After a two-week period of seeding the policy in a disabled state, Oracle will activate the policy for existing customers who do not activate it themselves. The Appendix at the end of this document explains the enforcement rules Oracle will apply. The new policy is in effect. Oracle is activating the "Security Policy for OCI Console" by default.

If you want to opt out of Oracle automatically activating the policy, delete the "Security Policy for OCI Console" sign-on policy using REST APIs. See Delete a Policy

For information about the enforcement rules Oracle applies to activating the new Multi-Factor Authentication policy for the OCI Console, see Appendix-A for What's New 23.2.0.0.0.

Cloud Communication Service (CCS) Patch Released

Oracle pushed Cloud Communication Service release 1.3.0.1 to My Oracle Support (MOS) as 1.12.10 (Program Increment 12, Patch 12).

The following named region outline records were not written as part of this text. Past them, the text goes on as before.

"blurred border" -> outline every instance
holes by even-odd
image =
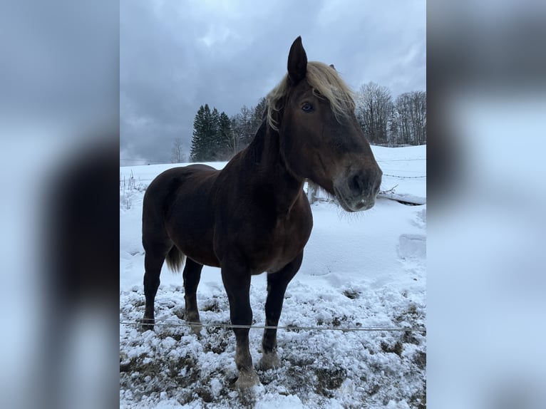
[[[428,4],[431,408],[546,401],[545,9]]]
[[[119,18],[0,4],[1,408],[118,400]]]

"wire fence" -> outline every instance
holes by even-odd
[[[390,176],[391,177],[398,177],[399,179],[420,179],[421,177],[426,177],[426,175],[423,176],[398,176],[397,175],[388,175],[386,173],[383,174],[383,176]]]
[[[143,321],[120,320],[122,325],[133,325],[140,326],[146,323]],[[158,320],[155,323],[155,326],[186,326],[186,327],[212,327],[234,329],[238,328],[249,329],[280,329],[284,331],[340,331],[341,332],[381,332],[381,331],[403,331],[403,332],[421,332],[426,333],[426,328],[422,327],[374,327],[374,326],[267,326],[267,325],[236,325],[232,323],[199,323],[199,322],[181,322],[177,320]]]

Ensure that your deployment uses the version of CCS in the 1.12.10 package.

There are no CCS changes for Program Increment 13 (23.2.0.0.0 ).

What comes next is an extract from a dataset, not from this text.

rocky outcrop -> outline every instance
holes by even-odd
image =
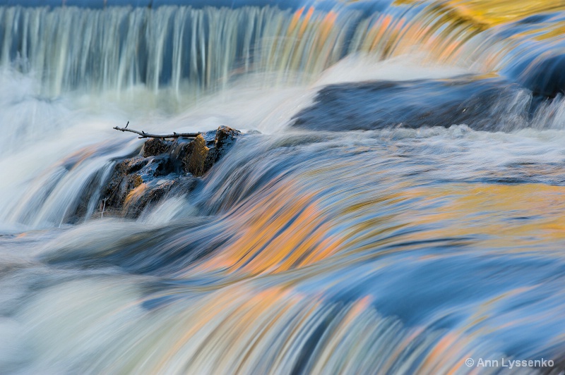
[[[194,139],[148,140],[138,155],[117,161],[95,214],[136,218],[150,204],[189,192],[241,135],[220,126]]]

Appendix-A for What's New 23.2.0.0.0

Oracle will not activate the Multi-Factor Authentication policy for Oracle Cloud Infrastructure (OCI) when an active external IDP (SAML/Social or X.509) is configured in the IAM domain or IDCS Stripe. When no external IDP is configured, the enforcement rule in the following table applies.

Table 1-3 Activation Rules

Tenancy Type Sign-on Policy "Security Policy for OCI Console" status The customer has defined its own sign-on policy for the OCI Console or has explicitly assigned the OCI Console to the default sign-on policy Sign-on policy "Security Policy for OCI Console" status after forced activation
With IAM Domain (All domain types) Present and enabled N/A. When the customer has a sign-on policy in place, there is no change. No Change.
Present and disabled No Change the policy to Present and enabled
Present and disabled Yes No Change. Oracle will not overwrite a customer-defined policy.
Deleted N/A No change.
With IDCS Stripes Enabled (All IDCS Types) Present and enabled N/A. When the customer has a sign-on policy in place, there is no change. No Change.
Present and disabled No Change the policy to Present and enabled.
Present and disabled Yes No Change. Oracle we will not overwrite a customer-defined policy.
Deleted N/A No Change.

23.1.0.0.0 - May 2023

The following information describes the new content and behavior delivered in the latest Oracle® Communications Security Shield Cloud Service (Security Shield ) release.

The following table describes the new features and enhancements in the Security Shield 23.1.0.0.0 release.

Features Description
Policy Updates

Oracle streamlined how the Session Border Controller learns of policy updates after an initial response from OCSS, so that you no longer need to provision a network device to allow traffic into your network.